せっかく理論があってもそれがあまりにも複雑難解でその道何十年の専門家しか理解できないという間は、それは大きな力を持つことが出来ず、それが簡略化されて大学1~2年の普通の学生でも扱えるレベルになったとき、初めて文明社会を動かす力を持つようになったのである。
(長沼伸一郎「物理数学の直感的方法(普及版)」より)
そのために必要なことは「簡略化」「統合化」「直観化」であるとしている。
品質工学の全体最適化の理念、基本機能、SN比、損失関数、再現による確認実験・・・などなど、田口哲学の根底に流れるのは、「技術や現象は複雑」→「個別の統合は全体にならない」→「その科学的把握は困難」→「なのでそれを簡略的に、統合的に、直感的に評価できる技術体系が必要」ということではなかったか。
そこに、冒頭の文章が現実味を帯びてくる。いかに分かるように伝えるかである。
理系の方はこの本は(特に本文よりも「やや長めの後記」だけでも)ぜったい読むべき1冊である。

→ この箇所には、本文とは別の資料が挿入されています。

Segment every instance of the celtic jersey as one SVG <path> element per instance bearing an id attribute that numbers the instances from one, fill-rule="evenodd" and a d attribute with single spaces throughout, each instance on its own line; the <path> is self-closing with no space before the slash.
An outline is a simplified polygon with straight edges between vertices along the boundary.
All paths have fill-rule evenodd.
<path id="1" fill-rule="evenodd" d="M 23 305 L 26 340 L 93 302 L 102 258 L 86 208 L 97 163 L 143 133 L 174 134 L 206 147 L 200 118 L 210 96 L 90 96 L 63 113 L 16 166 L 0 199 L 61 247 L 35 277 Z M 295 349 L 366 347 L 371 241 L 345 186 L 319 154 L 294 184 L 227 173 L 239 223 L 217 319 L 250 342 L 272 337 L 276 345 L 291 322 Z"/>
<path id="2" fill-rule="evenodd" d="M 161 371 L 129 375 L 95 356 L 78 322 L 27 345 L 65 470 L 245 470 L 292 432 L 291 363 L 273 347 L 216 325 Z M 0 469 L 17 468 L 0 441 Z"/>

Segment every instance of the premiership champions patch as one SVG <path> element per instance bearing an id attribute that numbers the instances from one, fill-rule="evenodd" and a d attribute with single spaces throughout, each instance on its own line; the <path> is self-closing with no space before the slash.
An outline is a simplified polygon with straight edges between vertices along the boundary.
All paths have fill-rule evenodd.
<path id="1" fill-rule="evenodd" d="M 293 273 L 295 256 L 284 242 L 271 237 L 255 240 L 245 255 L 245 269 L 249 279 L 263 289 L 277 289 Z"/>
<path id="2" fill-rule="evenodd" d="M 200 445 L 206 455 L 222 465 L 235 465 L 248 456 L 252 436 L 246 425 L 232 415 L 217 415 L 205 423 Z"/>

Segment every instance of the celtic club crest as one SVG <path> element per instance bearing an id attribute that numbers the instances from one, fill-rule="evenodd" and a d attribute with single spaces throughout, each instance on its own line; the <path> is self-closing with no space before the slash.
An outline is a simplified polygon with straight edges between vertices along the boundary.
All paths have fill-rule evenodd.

実用的にも、rot(ローテーション)の直感的把握を理解するだけでも、目からウロコである。
こういう「頭のいい」文章に出会えると非常に、すっきりした気分になれる。
資格の専門的な勉強ばかりしていては視野が狭くなってイカン、と思い手にとった1冊が、意外にも資格の勉強の視野を広めることに役立った。これがセレンディピティというものか。